The report noted that one reason for the recommendation was the increased weighting given to the “customer hurdle” in Ms Baker’s long-term incentives. The proxy advisers believed this “had no direct link to shareholder wealth outcomes”, and that “customer-centric measures should be “considered and assessed as part of a banking executive’s day job”. 

Mr Johanson said he believes, to the contrary of the ISS recommendation, that customer centricity is linked to the long-term viability and profitability of the bank. 

“The ‘day job’ as is were includes thinking about how all parts of the remuneration package are working together to achieve common outcomes,” he said. 

“The proxy advisers of course are employed by institutions. It provides a pretty rigorous way for large numbers of institutions to get to grips with these questions when historically they haven’t been that interested in them. 

“But the people who pay the proxy advisers themselves are assessed typically on short-term financial outcomes.
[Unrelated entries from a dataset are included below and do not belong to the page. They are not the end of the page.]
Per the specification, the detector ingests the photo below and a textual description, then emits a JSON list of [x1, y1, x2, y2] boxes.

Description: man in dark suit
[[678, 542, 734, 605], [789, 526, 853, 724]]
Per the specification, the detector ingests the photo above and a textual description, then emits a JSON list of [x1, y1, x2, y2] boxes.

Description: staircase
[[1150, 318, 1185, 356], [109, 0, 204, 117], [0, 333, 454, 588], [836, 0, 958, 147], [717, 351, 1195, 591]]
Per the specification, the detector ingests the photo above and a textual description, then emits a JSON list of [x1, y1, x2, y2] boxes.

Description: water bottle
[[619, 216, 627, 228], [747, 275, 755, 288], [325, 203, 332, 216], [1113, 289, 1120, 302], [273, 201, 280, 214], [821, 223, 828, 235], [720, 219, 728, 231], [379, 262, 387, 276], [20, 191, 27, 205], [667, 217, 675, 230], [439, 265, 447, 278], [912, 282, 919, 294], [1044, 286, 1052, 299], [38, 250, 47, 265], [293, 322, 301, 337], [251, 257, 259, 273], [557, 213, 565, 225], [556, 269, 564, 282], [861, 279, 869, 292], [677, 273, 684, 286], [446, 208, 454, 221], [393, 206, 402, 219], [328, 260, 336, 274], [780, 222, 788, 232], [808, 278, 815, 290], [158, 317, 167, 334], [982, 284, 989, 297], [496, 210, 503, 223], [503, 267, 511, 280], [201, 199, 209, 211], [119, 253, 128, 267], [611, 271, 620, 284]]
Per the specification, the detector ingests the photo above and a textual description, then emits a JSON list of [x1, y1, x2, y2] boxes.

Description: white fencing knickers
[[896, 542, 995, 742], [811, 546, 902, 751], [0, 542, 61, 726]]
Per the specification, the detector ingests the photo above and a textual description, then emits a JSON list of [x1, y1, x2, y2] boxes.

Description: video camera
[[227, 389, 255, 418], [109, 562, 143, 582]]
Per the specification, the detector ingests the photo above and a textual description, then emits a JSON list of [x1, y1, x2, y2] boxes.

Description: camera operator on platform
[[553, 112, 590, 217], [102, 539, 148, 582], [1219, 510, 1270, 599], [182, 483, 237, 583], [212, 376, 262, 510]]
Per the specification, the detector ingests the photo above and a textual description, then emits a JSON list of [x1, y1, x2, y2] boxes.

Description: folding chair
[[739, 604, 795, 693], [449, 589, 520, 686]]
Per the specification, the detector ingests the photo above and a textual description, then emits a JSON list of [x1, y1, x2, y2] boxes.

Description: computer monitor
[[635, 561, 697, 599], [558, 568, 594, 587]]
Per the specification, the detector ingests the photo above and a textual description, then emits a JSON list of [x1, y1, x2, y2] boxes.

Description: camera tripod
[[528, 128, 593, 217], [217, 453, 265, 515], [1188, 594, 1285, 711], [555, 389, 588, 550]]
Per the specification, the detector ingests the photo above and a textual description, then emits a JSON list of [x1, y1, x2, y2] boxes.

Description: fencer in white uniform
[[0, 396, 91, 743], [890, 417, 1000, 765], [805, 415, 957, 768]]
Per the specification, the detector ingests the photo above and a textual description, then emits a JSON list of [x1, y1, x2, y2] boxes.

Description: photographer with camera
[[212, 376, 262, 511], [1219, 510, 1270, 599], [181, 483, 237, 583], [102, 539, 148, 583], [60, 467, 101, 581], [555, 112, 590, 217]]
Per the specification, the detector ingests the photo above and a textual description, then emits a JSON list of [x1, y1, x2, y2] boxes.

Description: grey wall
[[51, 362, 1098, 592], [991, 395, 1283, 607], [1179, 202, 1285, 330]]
So it’s no surprise that a fund manager is interested in short-term financial outcomes because we all as investors, through our superannuation funds, are concerned about whether our fund has done well over the last six months or not. 

“There is a dilemma in all this.”

Mr Hayne suggested the process was “reducing some quite complex problems to binary outcomes”. 

Approximately 40 per cent of Bendigo and Adelaide Bank is held by institutions.